Publié le par Claude Léa Schneider

Etats-Unis : employés du secteur volailler privés de pause-toilette et obligés de porter des couches. Photo http://www.huffingtonpost.fr/2016/05/13/prives-de-pause-pipi-des-employes-obliges-de-porter-des-couches/

Etats-Unis : employés du secteur volailler privés de pause-toilette et obligés de porter des couches.
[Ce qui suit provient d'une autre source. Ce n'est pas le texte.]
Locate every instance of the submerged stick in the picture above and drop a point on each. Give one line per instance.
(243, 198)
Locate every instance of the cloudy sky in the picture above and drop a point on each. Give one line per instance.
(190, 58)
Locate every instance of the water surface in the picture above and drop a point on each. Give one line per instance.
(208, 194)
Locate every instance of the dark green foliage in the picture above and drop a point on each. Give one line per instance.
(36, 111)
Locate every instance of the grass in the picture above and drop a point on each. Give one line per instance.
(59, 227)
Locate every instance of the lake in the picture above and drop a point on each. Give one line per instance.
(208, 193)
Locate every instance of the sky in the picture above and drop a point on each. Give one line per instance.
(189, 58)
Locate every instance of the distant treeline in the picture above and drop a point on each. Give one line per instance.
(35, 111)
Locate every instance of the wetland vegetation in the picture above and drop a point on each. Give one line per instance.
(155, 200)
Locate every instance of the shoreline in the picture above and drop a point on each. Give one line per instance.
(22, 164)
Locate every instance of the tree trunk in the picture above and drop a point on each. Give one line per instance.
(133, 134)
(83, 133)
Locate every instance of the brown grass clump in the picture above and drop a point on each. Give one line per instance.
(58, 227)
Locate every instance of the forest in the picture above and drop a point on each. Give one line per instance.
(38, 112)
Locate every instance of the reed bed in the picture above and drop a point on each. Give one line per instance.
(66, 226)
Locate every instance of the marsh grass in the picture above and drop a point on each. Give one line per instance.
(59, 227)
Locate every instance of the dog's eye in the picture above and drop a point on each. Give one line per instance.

Photo http://www.huffingtonpost.fr/2016/05/13/prives-de-pause-pipi-des-employes-obliges-de-porter-des-couches/

Voici ma chronique du Club Sandwich n°9 du 13 novembre 2016. Animé par Christophe, avec Edouard, Julie, Benoit, et ma fraise.

Management algorithmique.

Un instant les amis : j’ajuste mon oreillette obligatoire, comme déjà pas mal de vendeurs dans de  nombreuses boutiques et enseignes, pour vous parler de mon nouvel emploi.   

Car  j’ai  accepté le métier de livreur de chroniques et de sandwichs pour Club Sandwich Power  System qui m’offre des conditions   très rémunératrices.  Je n’ai plus ni patron ni supérieur hiérarchique, je suis en free-lance, je peux gérer mon temps de travail, à moi la liberté et la belle vie ! car Club Sandwich Power System pratique le management algorithmique.  
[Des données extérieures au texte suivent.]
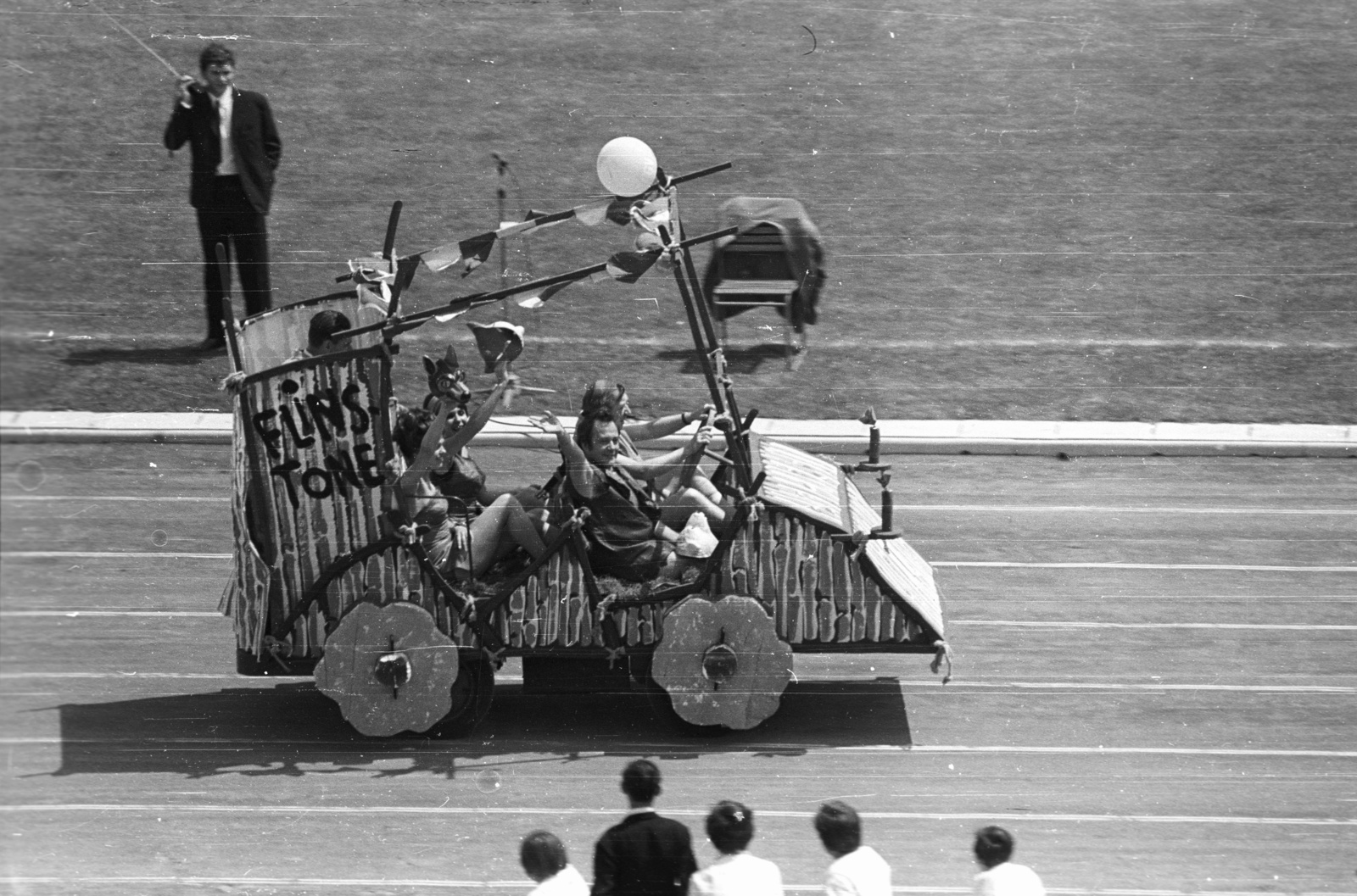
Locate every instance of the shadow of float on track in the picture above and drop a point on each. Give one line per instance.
(293, 730)
(140, 355)
(740, 359)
Relié à mon smartphone par cette oreillette, mon métier consiste à aller chercher des chroniques et des sandwichs chez Chroniko Uber Team et à les livrer en un temps record aux médias qui en ont besoin quand leurs  journalistes sont en panne d’inspiration.

Pourquoi faire  livrer des chroniques par coursier, me direz-vous, alors qu’il serait si simple de les envoyer par mail ?

         

La force de Chroniko Uber Team

Réponse : pour contourner l’implosion du  piratage informatique, les chroniques sont écrites sur d’anciennes machines à écrire  non connectées et ensuite acheminées sous plis scellés par un coursier, ce qui assure leur totale exclusivité. C’est ça la force de Chroniko Uber Team !

D’autre part, les journalistes étant, on le sait, amateurs de sandwichs, surtout quand ils sont en panne d’inspiration, Chroniko UberTeam, pour apporter une offre plus concurrentielle,  s’est associé à Club Sandwich Power System  pour livrer des chroniques Et des sandwichs et gérer la logistique algorithmique.

Des chroniqueurs très efficaces

Chroniko Uber Team est donc un centre d’écriture de chroniques pour les médias. Les chroniqueurs de Chroniko sont rodés aux méthodes du politiquement correct et aux champs lexicaux les plus consensuels, toutes les chroniques sont donc à la fois exclusives  ET interchangeables et donc immédiatement adaptables au média qui en fait la demande. C’est ça la force de Chroniko Uber Team !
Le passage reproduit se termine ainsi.